每时每刻都必须确保两个堆的根处于正确的关系中,即当两个堆都非空时,必须确保以下不变量:
-max_heap[0] <= min_heap[0]
您的代码并不总是这样做。例如,在第一个
if
块中,一个值被添加到最大堆中,但结果可能违反了上述不变量。这是在您的示例中添加值 14 时的情况,因为此时最大堆的元素太少(因此它需要一个),但最小堆的根值为 12,因此它确实应该是该值 12被移动到最大堆。最终的else
块可能会出现类似的问题(在相反的意义上)。
这里是更正:
def find_m(A):
min_heap = []
max_heap = []
m = []
for i, value in enumerate(A): # Use enumerate to get both the index and the value
if len(max_heap) < i // 3 + 1:
# If current value would cause a violation of the invariant, exchange it
# with the minimum value in the min heap
if min_heap and value > min_heap[0]:
value = heapq.heappushpop(min_heap, value)

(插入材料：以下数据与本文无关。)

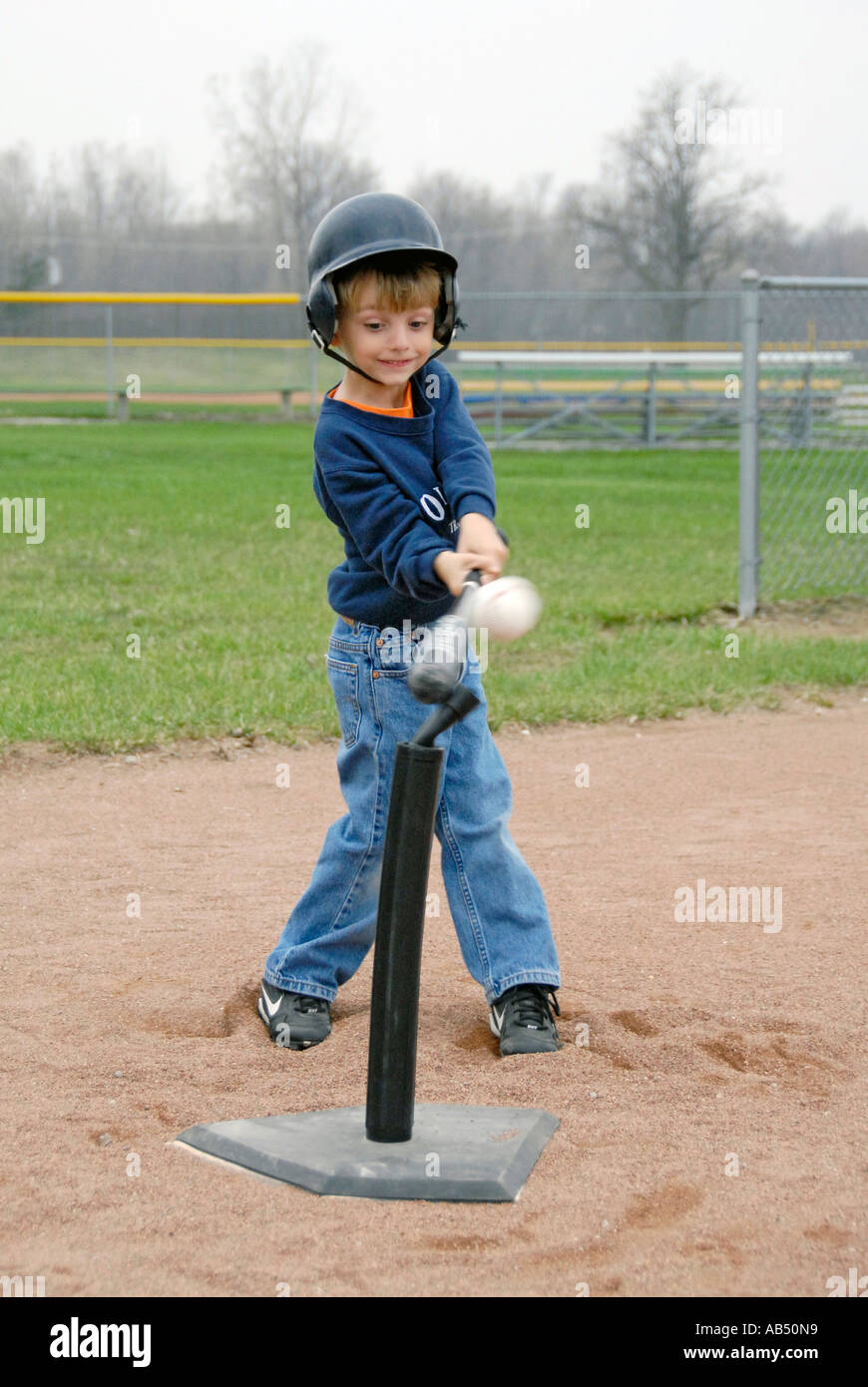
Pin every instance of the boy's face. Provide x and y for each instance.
(387, 345)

heapq.heappush(max_heap, -value)
else:
# If current value would cause a violation of the invariant, exchange it
# with the maximum value in the max heap
if value < -max_heap[0]:
value = -heapq.heappushpop(max_heap, -value)
heapq.heappush(min_heap, value)
m.append(-max_heap[0])
return sum(m)
确保 trincot 提到的不变量的另一种方法。我的
heappushpop(max_heap, -a)
确保 max_heap
仍然具有最小的数字,因此在推入 min_heap
之后,新数字被合并到堆中并且不变量保持不变。然后只需在需要时将一个号码从min_heap
转移到max_heap
即可。
from heapq import heappush, heappop, heappushpop
def find_m(A):
min_heap = []
max_heap = []
total = 0
for i, a in enumerate(A):
heappush(min_heap, -heappushpop(max_heap, -a))
if not i % 3:
heappush(max_heap, -heappop(min_heap))
total -= max_heap[0]
return total
# Your test
_list = [11, 12, -20, 14, -10, -8, -7, -6, -4, -2]
print(find_m(_list))
# Inefficient but obviously correct reference solution
def naive(A):
return sum(
sorted(A[:i+1])[i//3]
for i in range(len(A))
)
# Random tests
import random
for n in range(100):
for _ in range(10):
A = random.choices(range(1000), k=n)
expect = naive(A)
result = find_m(A)
assert result == expect
print ('done')
Benchmarks,出于好奇,有 100,000 个随机数:
66.58 ± 0.75 ms trincot4
69.71 ± 0.43 ms trincot2
70.01 ± 0.81 ms trincot3
78.47 ± 1.13 ms Kelly2
84.78 ± 0.90 ms Kelly
98.80 ± 1.66 ms trincot
代码(在线尝试!):
# my original
def Kelly(A):
min_heap = []
max_heap = []
total = 0
for i, a in enumerate(A):
heappush(min_heap, -heappushpop(max_heap, -a))
if not i % 3:
heappush(max_heap, -heappop(min_heap))
total -= max_heap[0]
return total
# optimized with local variables push/pop/pushpop
def Kelly2(A):
push, pop, pushpop = heappush, heappop, heappushpop
min_heap = []
max_heap = []
total = 0
for i, a in enumerate(A):
push(min_heap, -pushpop(max_heap, -a))
if not i % 3:
push(max_heap, -pop(min_heap))
total -= max_heap[0]
return total
# trincot's original
def trincot(A):
min_heap = []
max_heap = []
m = []
for i, value in enumerate(A): # Use enumerate to get both the index and the value
if len(max_heap) < i // 3 + 1:
# If current value would cause a violation of the invariant, exchange it
# with the minimum value in the min heap
if min_heap and value > min_heap[0]:
value = heapq.heappushpop(min_heap, value)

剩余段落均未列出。